Discussion
Plants cope with changing environments by adjusting their phenotype through phenotypic plasticity. The four adaptive phenotypes studied here, namely early and final rosette size, flowering time and seed yield, are known to respond to varying N availability (de Jong et al., 2019; Ikram et al., 2012; Masclaux-Daubresse & Chardon, 2011; Meyer et al., 2019; North et al., 2009). However, the genetic basis of their phenotypic plasticity in response to N availability is unknown. In this study, we quantified plasticity of the four phenotypes in response to N by using both CV and FC and used GWA analysis to identify candidate genes. None of the significantly associated loci contained genes known to be involved in N response, indicating that the plasticity to N availability has independent genetic basis in comparison to the focal N-related traits. This was further supported with our observation that the loci associated to the mean trait value of the accessions in different N condition were different from the loci associated with the trait plasticities to N. By using T-DNA mutant lines for the candidate genes, we verified that a regulator of chromosome condensation (RCC1) family protein, named here as PROTON1, influenced the plasticity of ERD in response to N availability. The T-DNA mutant line for PROTON1(SALK_117261) showed significantly larger size under limiting N and was significantly smaller under optimal N (Figure 3c), resulting in reduced plasticity of ERD across the conditions (Figure 3b). This suggests that RCC1-mediated stability in growth is attained by improved performance in the limiting conditions, but with reduced performance in optimal conditions.

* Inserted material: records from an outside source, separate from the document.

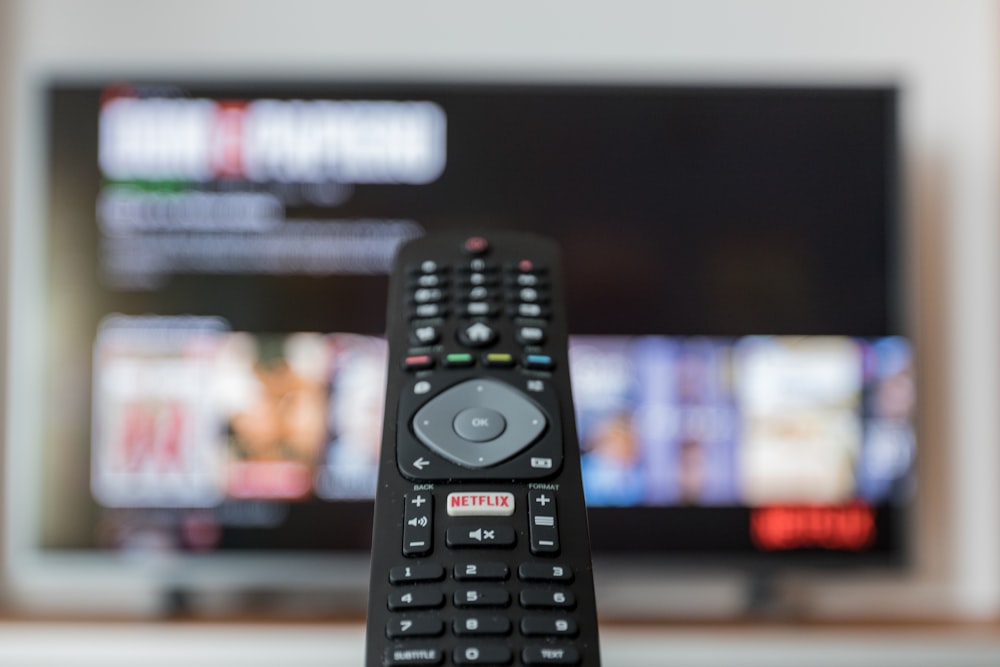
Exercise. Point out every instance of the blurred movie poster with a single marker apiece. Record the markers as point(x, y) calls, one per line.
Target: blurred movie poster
point(800, 402)
point(349, 469)
point(156, 436)
point(273, 391)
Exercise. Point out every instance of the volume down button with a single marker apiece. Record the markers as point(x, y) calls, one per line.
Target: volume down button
point(418, 524)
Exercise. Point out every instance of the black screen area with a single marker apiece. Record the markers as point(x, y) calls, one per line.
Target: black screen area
point(210, 245)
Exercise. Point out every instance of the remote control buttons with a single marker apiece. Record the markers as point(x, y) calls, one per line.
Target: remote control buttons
point(543, 528)
point(398, 657)
point(479, 424)
point(489, 535)
point(435, 423)
point(477, 334)
point(418, 524)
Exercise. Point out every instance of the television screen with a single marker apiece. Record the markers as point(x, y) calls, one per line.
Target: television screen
point(211, 291)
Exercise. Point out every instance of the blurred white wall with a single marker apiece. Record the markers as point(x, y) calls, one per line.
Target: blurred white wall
point(944, 54)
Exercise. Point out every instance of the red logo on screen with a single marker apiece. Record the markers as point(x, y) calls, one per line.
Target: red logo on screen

RCC1-family proteins were first identified to function in regulating cell cycle, but since then different members of this family are known to be involved in diverse functions (Hadjebi et al., 2008). Arabidopsis contains 24 RCC1-family genes, but only four of them have been characterized so far. PROTON1 is the most highly expressed in roots and young leaves (BAR eFP Browser, Arabidopsis.org), and we found that it was induced by limiting N in young leaves (Figure 4b). Co-expression analysis of PROTON1 showed that it is co-expressed with eight genes with function in the spliceosome machinery (Figure S5) that mediates alternative splicing plants. The four genes in primary co-expression network of PROTON1 include two RNA-binding family protein members. One of these is SR34, a known splicing factors in Arabidopsis (Stankovic et al., 2016). The role of alternative splicing controlling PROTON1-mediated plasticity of ERD and FT in response to N availability remains to be investigated. Alternative splicing regulates gene expression and protein diversity by producing multiple mRNA isoforms from a single gene. In Arabidopsis , alternative splicing is known to regulate transitioning to flowering, but less is known how the alternative splicing is regulated by environmental cues. An intriguing question for future studies would be to investigate if variability in spliceosome, similar to the HSP90 system(Queitsch, Sangster, & Lindquist, 2002; Salathia & Queitsch, 2007; Sangster & Queitsch, 2005; Sangster et al., 2008; Zabinsky, Mason, Queitsch, & Jarosz, 2019), plays a central role in regulating plasticity in plants and animals.
In addition to the genetic basis of plasticity, we used correlation analysis to investigate whether plasticity of specific primary metabolites was associated with the plasticity of any of the four phenotypes. We identified that plasticities of the fumarate and glycerate levels showed significant negative correlation with the plasticity of FRD. The mean levels of fumarate and glycerate were previously found to negatively correlate with the biomass of Arabidopsis plants grown under low N conditions (Sulpice et al., 2013). In our experiments, the mean levels of fumarate showed negative correlation with the mean ERD only under optimal N conditions (Figure S4c). This suggests, similar to the four phenotypes, that the mean metabolites levels associated with N responses are different from the plasticity of metabolite levels in response to N.
To rapidly respond to changes in surroundings, plasticity in an important trait for survival of homozygous organisms, such as Arabidopsis. We found that plasticities of ERD and FT and the plasticity of FRD correlated in across the studied accessions (Figure 2c). In addition, proton1 mutant line was associated with both altered ERD and FT plasticity in response to N availability. Further, inproton1, the ERD and FT plasticities were due to faster development and earlier FT in limiting N conditions (Figure 4c, d). These findings indicate that these traits respond simultaneously to the changing N. Furthermore, we found that the different environments had different impact on the focal traits. This enhances our understanding of the complexity of possible constraints and consequences of selection when acting on plasticity in response to climate change. Altogether, these results highlight the importance to investigate plasticity of different phenotypes in multiple environments alone and in combination, when understanding the past, present and future relationships between the plants and environment.